The Japanese awaited an answer. When no Chinese envoy had arrived by 1:00 p.m. the following day, General Matsui Iwane issued the command to take Nanjing by force. On December 12, after two days of Japanese attack, under heavy artillery fire and aerial bombardment, General Tang Sheng-chi ordered his men to retreat. What followed was nothing short of chaos. Some Chinese soldiers stripped civilians of their clothing in a desperate attempt to blend in, and many others were shot in the back by their own comrades as they tried to flee. Those who actually made it outside the city walls fled north to the Yangtze, only to find that there were no vessels remaining to take them. Some then jumped into the wintry waters and drowned.

On December 13, the Japanese entered the walled city of Nanjing, facing hardly any military resistance.

Atrocities begin 


Eyewitness accounts from the period state that over the course of six weeks following the fall of Nanjing, Japanese troops engaged in rape, murder, theft, and arson. The most reliable accounts came from foreigners who opted to stay behind in order to protect Chinese civilians from certain harm, including the diaries of John Rabe and Minnie Vautrin. Others include first-person testimonies of the Nanjing Massacre survivors. Still more were gathered from eyewitness reports of journalists, both Western and Japanese, as well as the field diaries of certain military personnel. An American missionary, John Magee, stayed behind to provide a 16mm film documentary and first-hand photographs of the Nanjing Massacre. In addition, although few Japanese veterans have admitted to having participated in atrocities in Nanjing, some—most notably Shiro Azuma—have admitted to criminal behavior.

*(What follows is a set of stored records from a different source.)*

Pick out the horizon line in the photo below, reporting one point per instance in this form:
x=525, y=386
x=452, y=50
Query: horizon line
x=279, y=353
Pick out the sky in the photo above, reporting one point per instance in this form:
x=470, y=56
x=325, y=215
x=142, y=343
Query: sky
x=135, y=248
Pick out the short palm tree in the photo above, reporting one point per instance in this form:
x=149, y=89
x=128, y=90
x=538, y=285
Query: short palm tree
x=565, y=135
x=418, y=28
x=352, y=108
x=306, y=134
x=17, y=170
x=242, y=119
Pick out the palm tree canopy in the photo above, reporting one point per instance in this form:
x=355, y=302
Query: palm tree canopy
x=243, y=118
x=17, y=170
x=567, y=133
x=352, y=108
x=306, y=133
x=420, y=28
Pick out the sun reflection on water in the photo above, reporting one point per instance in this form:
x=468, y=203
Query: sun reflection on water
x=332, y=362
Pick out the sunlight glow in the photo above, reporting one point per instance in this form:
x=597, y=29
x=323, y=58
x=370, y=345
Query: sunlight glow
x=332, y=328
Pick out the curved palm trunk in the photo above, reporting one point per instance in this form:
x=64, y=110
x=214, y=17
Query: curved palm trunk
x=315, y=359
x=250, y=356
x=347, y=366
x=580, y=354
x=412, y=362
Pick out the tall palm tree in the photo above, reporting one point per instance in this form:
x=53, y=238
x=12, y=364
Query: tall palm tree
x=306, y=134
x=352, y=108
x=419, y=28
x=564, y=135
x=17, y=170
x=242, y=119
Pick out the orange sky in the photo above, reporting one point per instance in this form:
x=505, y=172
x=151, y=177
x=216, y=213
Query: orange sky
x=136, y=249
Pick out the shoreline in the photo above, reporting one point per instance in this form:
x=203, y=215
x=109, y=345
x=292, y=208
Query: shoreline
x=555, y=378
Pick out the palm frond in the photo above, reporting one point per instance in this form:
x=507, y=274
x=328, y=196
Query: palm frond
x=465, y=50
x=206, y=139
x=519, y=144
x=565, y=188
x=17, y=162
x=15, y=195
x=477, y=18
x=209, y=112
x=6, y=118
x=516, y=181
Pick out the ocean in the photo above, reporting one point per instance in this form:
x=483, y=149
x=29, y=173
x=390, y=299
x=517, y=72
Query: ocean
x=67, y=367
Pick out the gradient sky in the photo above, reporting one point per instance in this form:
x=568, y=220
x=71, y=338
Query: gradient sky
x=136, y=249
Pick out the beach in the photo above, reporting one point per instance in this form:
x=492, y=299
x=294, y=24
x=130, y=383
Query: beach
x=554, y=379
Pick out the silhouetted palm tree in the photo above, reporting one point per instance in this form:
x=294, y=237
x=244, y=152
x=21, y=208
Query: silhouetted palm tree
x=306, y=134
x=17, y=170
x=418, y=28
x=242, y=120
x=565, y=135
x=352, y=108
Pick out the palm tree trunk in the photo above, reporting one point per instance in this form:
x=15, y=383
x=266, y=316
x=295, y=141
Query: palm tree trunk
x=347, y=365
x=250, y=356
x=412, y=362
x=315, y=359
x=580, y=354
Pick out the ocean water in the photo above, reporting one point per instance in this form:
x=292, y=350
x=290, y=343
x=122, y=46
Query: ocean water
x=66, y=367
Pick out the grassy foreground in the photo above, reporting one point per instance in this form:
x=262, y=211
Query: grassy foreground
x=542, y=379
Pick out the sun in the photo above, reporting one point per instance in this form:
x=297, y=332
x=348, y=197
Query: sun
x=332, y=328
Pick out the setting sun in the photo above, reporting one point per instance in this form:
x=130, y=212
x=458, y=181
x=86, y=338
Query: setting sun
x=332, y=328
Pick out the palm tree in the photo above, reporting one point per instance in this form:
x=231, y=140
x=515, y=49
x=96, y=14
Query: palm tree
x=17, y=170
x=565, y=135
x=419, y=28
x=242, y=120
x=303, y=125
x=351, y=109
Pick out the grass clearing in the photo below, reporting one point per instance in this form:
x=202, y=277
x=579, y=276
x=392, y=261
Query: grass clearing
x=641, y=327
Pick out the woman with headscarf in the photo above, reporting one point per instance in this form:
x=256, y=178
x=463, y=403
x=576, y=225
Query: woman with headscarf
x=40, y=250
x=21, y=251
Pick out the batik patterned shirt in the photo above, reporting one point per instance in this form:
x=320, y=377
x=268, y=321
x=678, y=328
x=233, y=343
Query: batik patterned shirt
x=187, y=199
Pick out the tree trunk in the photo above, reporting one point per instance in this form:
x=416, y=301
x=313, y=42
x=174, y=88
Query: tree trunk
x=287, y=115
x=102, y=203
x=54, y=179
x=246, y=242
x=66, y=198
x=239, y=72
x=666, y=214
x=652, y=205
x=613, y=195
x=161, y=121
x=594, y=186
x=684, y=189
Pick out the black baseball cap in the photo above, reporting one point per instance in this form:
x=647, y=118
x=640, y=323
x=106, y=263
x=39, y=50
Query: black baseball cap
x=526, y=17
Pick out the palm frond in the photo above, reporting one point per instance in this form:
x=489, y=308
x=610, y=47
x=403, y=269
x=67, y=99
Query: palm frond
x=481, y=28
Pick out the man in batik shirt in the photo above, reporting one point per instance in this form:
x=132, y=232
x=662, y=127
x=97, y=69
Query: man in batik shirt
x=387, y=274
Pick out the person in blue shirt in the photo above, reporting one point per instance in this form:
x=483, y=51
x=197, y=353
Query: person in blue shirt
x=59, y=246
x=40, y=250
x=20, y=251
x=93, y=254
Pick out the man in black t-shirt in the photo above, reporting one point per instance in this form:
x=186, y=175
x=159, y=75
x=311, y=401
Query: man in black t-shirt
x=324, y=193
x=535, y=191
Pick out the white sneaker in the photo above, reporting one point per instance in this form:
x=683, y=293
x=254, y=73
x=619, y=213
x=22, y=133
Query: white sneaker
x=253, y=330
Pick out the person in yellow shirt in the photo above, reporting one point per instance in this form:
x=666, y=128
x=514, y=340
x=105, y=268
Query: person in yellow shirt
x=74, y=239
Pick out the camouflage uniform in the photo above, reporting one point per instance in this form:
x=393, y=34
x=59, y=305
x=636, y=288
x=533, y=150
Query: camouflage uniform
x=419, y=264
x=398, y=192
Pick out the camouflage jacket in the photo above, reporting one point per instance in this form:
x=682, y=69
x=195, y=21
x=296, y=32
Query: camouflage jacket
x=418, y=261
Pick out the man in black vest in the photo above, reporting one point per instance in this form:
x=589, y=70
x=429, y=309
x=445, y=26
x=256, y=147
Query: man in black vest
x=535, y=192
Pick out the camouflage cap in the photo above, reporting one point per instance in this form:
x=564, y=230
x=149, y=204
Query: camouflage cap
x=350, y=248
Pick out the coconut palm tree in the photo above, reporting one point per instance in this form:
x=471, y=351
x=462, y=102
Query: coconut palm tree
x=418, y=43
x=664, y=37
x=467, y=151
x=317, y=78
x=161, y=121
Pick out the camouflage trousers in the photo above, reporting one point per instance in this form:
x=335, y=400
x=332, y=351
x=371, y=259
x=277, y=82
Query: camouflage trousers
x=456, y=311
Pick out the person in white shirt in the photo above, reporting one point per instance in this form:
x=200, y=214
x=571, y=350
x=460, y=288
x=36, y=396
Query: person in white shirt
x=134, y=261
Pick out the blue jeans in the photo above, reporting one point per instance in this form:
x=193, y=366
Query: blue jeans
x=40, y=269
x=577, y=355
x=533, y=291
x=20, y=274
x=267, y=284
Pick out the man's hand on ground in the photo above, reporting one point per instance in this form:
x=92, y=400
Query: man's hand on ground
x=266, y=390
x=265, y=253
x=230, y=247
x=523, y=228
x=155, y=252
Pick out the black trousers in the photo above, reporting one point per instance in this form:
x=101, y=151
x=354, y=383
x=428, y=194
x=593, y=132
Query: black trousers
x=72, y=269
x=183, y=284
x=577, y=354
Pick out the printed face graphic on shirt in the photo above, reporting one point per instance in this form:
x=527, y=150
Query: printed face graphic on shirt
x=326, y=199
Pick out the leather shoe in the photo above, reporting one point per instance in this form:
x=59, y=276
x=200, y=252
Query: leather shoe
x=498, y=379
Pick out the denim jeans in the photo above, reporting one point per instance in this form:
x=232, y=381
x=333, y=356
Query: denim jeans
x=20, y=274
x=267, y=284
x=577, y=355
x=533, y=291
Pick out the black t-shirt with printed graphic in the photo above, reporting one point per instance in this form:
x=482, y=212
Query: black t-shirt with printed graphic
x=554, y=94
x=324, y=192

Immediately after the city's fall, a group of foreign expatriates headed by John Rabe formed the 15-man International Committee on November 22 and drew up the Nanking Safety Zone in order to safeguard the lives of civilians in the city, where the population ran from 200,000 to 250,000. It is likely that the civilian death toll would have been higher had this safe haven not been created. Rabe and American missionary Lewis S. C. Smythe, the secretary of the International Committee, who was also a professor of sociology at the University of Nanking, recorded atrocities of the Japanese troops and filed reports of complaints to the Japanese embassy.